The big money this Christmas will be going through the box office for the latest James Bond, GoldenEye. After a brief flirtation with political correctness, when Timothy Dalton took the role, we now return to an unreconstructed Bond, Pierce Brosnan, whose own boss describes him as a sexist dinosaur.

There is no denying that the world has changed since 007 faced up to Dr No in 1962, but the formula remains the same: action, a hint of self-mockery and a delight in “making the implausible plausible”. Even the high-tech special effects have a kind of magic when they are perfectly executed.

A huge amount of money went on the sequence before the credit titles in GoldenEye, when Bond blows up a Russian hydroelectric station and escapes in a light aircraft which he chooses, characteristically, to board in mid-air. This was spectacular enough to get a round of applause when I saw it at a preview in London, so presumably the money was well-spent.

On the whole, however, we don’t expect Christmas films to bludgeon us with a battery of stunts and explosions. The magic that we look for probably has to do with momentarily capturing a childhood belief in a cosier, more benevolent world - hence the popularity of movies about Father Christmas (The Santa Clause), animals with human feelings (Babe), families rescued from distress (Three Wishes), and that sort of thing. Special effects can help to sustain the illusion, but there are dangers in relying on them; and, in any case, time spent on action is time lost to developing plot and character.

The climax of Nick Park’s Oscar-winning animated feature, The Wrong Trousers, was a breath-taking train chase. There is even more of the same kind of action in his latest film, A Close Shave, including an explicit reference to the gadgetry of the Bond movies.

Eventually, it may be that too many parodies of other films, too many knowing winks to the audience, too much reliance on motorcycle chases, swooping planes, near-misses and so on, will undermine the charm of Wallace, the Northern inventor, and Gromit, his silent (and much cleverer) dog; but it hasn’t happened yet.

This is still a brilliant piece of Plasticine animation, achieving a narrative pace that is all the more impressive when you consider that it was filmed at the agonisingly slow rate of about 70 frames, or three seconds of screen time, per day. Unfortunately, it was completed too late to find a theatrical distributor, though it can be seen in London at the ICA, and is to be shown on BBC2 on Christmas Eve.
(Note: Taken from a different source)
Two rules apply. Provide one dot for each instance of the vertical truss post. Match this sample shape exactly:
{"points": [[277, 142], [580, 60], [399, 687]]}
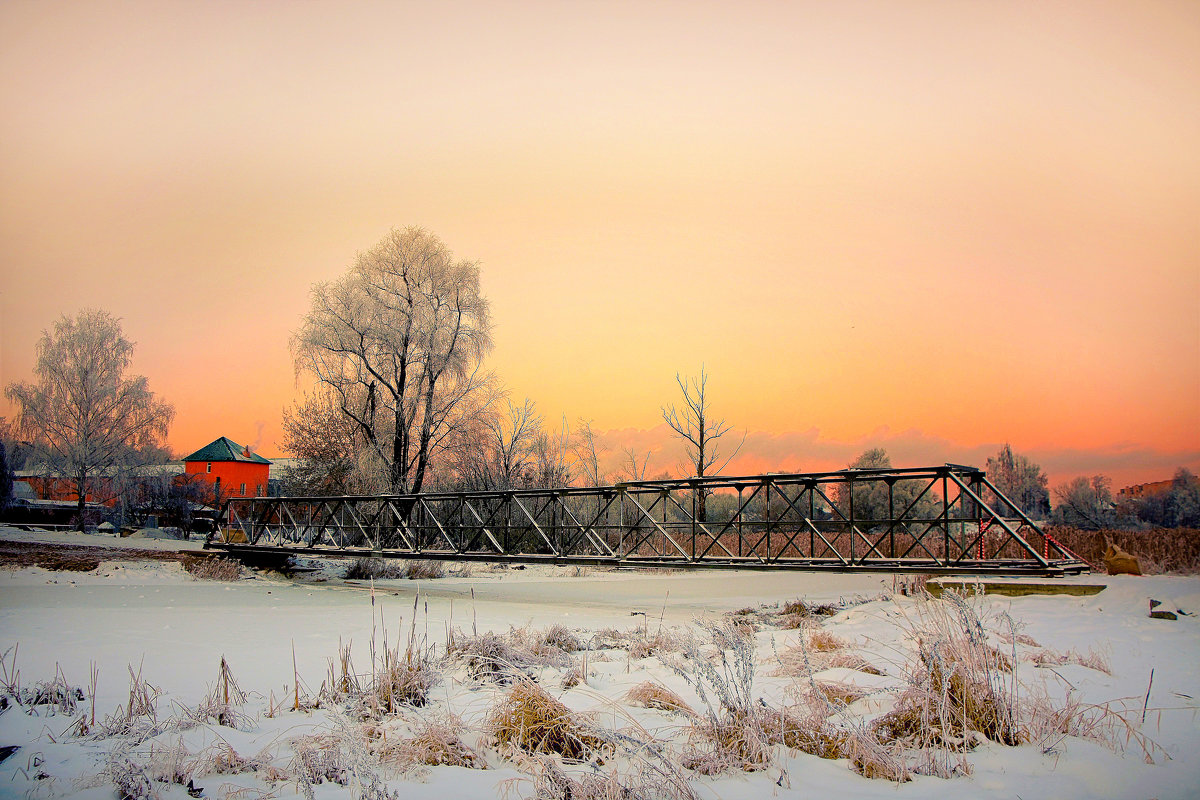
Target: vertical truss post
{"points": [[768, 519], [946, 525], [892, 521], [851, 486]]}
Traditional, hand-drawn cel animation was used in the making of The Swan Princess, the first feature-length movie made by a former Disney Studios director, Richard Rich, who left in the late 1980s to set up his own company (which says it finds computers invaluable - in the accounts office).
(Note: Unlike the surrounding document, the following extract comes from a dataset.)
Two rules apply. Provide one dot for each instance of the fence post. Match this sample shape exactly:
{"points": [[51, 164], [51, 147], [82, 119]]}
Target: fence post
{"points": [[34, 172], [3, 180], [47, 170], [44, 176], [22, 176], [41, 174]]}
He seems to have taken with him not only an attachment to the old methods, but also a love of the old stories. A prince and princess are to be married, but when the time comes, she refuses because she thinks that his love is only skin-deep. Meanwhile, the wicked Rothbart is plotting to capture the princess for himself and to transform her into a swan. The prince will have to prove his true love before she can recover her mortal shape.
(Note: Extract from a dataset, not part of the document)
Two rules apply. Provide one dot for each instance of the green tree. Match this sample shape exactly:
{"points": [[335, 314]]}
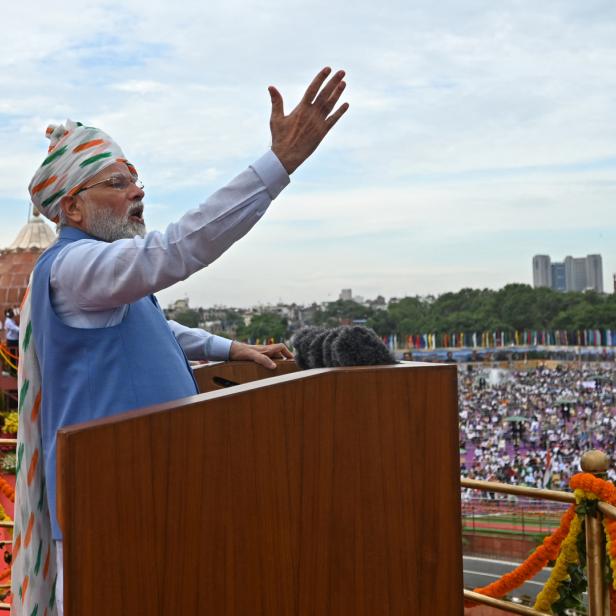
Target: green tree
{"points": [[189, 318], [264, 326]]}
The narrative as well as the animation technique seem locked in the tradition established by Snow White: cardboard hero and heroine, pastel colouring and enjoyable minor characters. There are some modern twists to this old tale: Rothbart, for example, in the best of the film’s songs, glories in being “politically incorrect” - but the Disney villain has always had an equivocal fascination.

This is a long way, however, from Cocteau’s realisation that the Beast, as beast, is the hero, and that his transformation into a run-of-the-mill Prince Charming will be a big disappointment to the heroine: “I shall have to get used to it,” she snaps, envisaging a tedious future as wife and mother to Prince Avenant.

Nonetheless, most children will probably enjoy The Swan Princess, most parents happily endure it. Maybe one shouldn’t ask more of a Christmas film.